Kubernetes — Deployment
A production-ready Kubernetes Deployment manifest with 3 replicas, CPU and memory resource limits, HTTP readiness and liveness health probes, and environment variables sourced from a Kubernetes Secret.
Overview
A Kubernetes Deployment is the standard way to run a stateless application on a cluster. It wraps a ReplicaSet — which ensures the desired number of Pod replicas are always running — and adds rolling-update semantics on top. When you change the image tag or any Pod spec field and apply the manifest, Kubernetes will incrementally replace old Pods with new ones, keeping the service online throughout the update.
This example runs three replicas of a Node.js application behind a /health HTTP endpoint.
It declares resource requests and limits so the scheduler can make informed placement decisions and so
runaway processes cannot starve other workloads. Sensitive connection strings are injected from a
Kubernetes Secret rather than hardcoded in the manifest, following the principle of least privilege.
kubectl apply -f deployment.yaml. Check rollout status with
kubectl rollout status deployment/my-app and roll back with
kubectl rollout undo deployment/my-app if needed.
Full YAML Copy-paste ready
apiVersion: apps/v1
kind: Deployment
metadata:
name: my-app
namespace: default
labels:
app: my-app
version: v1
spec:
replicas: 3
selector:
matchLabels:
app: my-app
template:
metadata:
labels:
app: my-app
version: v1
spec:
containers:
- name: my-app
image: ghcr.io/myorg/my-app:1.2.3
ports:
- containerPort: 3000
env:
- name: NODE_ENV
value: production
- name: DATABASE_URL
valueFrom:
secretKeyRef:
name: my-app-secrets
key: database-url
resources:
requests:
cpu: 100m
memory: 128Mi
limits:
cpu: 500m
memory: 512Mi
readinessProbe:
httpGet:
path: /health
port: 3000
initialDelaySeconds: 5
periodSeconds: 10
livenessProbe:
httpGet:
path: /health
port: 3000
initialDelaySeconds: 15
periodSeconds: 20
Key sections explained
selector.matchLabels and pod template labels
The selector.matchLabels block tells the Deployment which Pods it owns.
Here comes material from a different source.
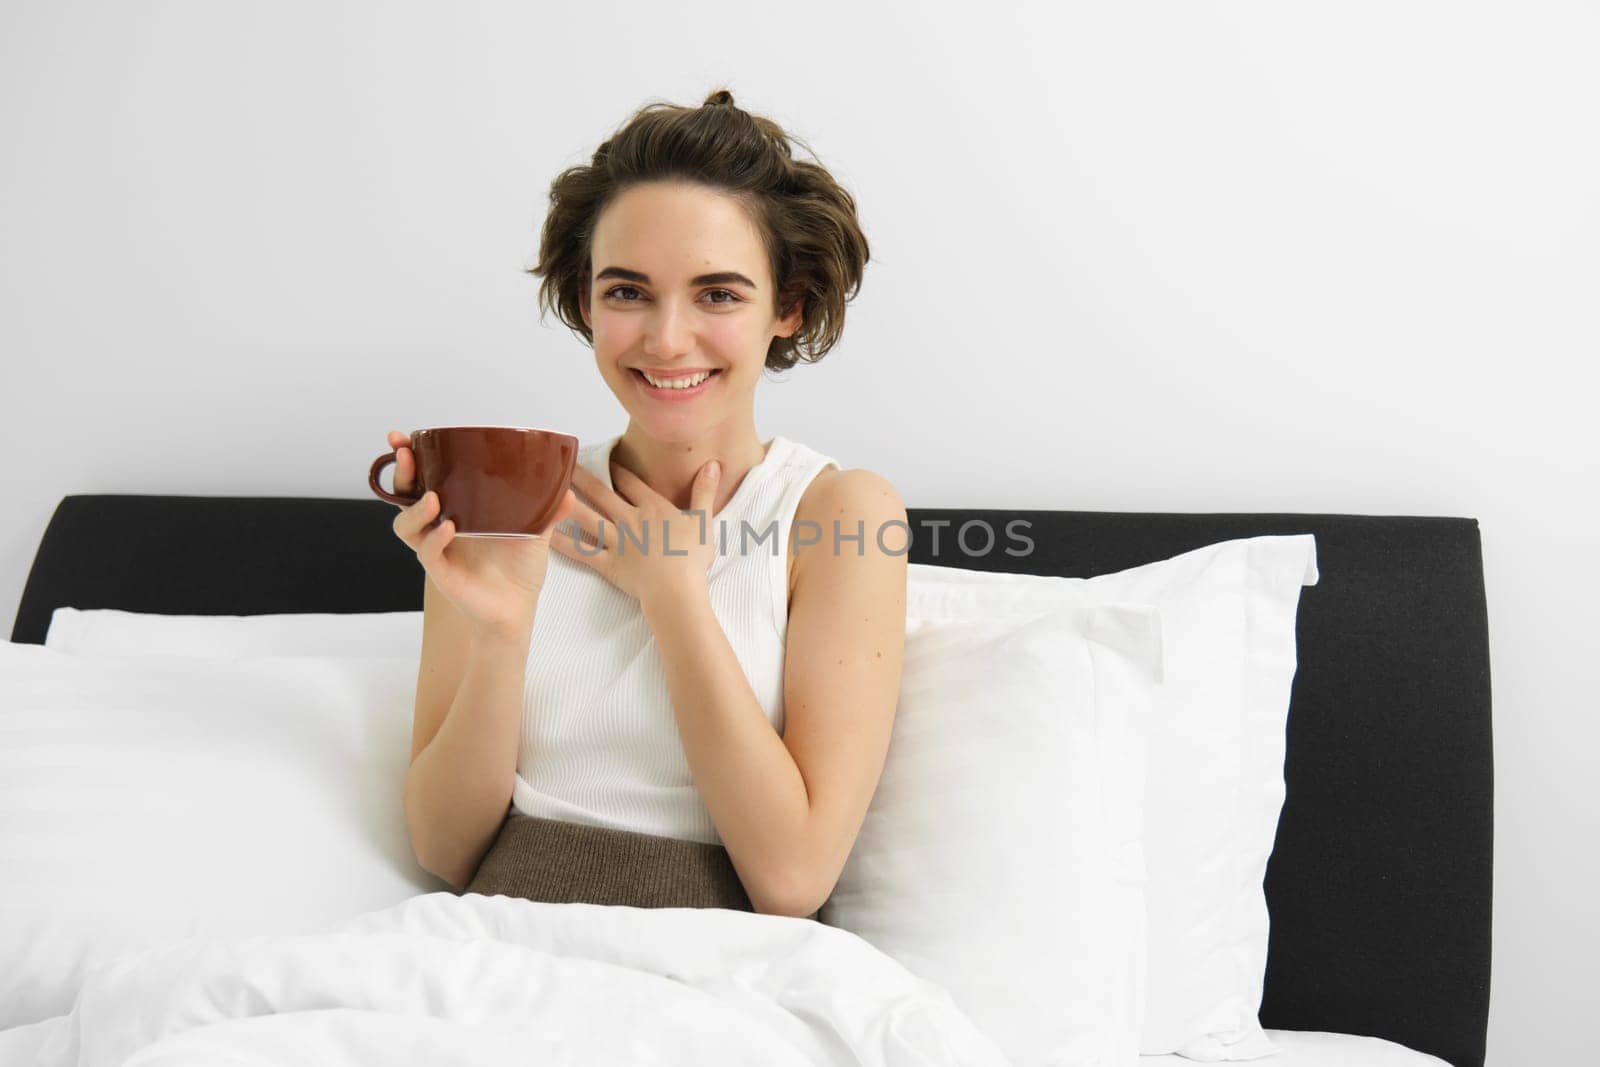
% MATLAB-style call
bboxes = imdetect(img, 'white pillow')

This must exactly
match the labels defined in spec.template.metadata.labels — if they diverge, Kubernetes
will reject the manifest with a validation error. In this example, both use app: my-app.
The label system is how Kubernetes loosely couples resources: Services use the same label selector to
decide which Pods receive traffic, and the Deployment uses it to count and manage its replicas.
The version: v1 label is optional but useful for canary deployments and traffic splitting
with a service mesh such as Istio. Adding labels to the pod template costs nothing and makes it much
easier to filter pods with kubectl get pods -l app=my-app,version=v1.
Resource requests vs. limits
resources.requests tells the Kubernetes scheduler how much CPU and memory this container
needs in order to run. The scheduler uses requests — not limits — to decide which node has enough free
capacity to host the Pod. resources.limits is the maximum the container is allowed to
consume at runtime: if it exceeds the memory limit, the container is OOM-killed; if it exceeds the CPU
limit, it is throttled. Setting requests without limits means a container can potentially consume all
resources on a node, which is dangerous in a shared cluster.
CPU values are expressed in millicores (100m = 0.1 of one CPU core). Memory values use
binary suffixes: Mi = mebibytes, Gi = gibibytes. A good starting point is
to set requests low (based on observed idle usage) and limits 2–4x higher to handle traffic spikes.
Tune these values using kubectl top pods after your workload has been running under real load.
Readiness probe vs. liveness probe
These two probes serve different purposes and must not be confused. The readiness probe controls whether a Pod receives traffic. When it fails, Kubernetes removes the Pod from the Service's endpoint list — it stops getting requests but keeps running. This is the right way to handle temporary unavailability such as a database reconnect, a cold start, or loading a large model into memory. The liveness probe determines whether a Pod is alive. When it fails, Kubernetes kills and restarts the container. Use the liveness probe only to detect a truly stuck or deadlocked process that cannot recover on its own.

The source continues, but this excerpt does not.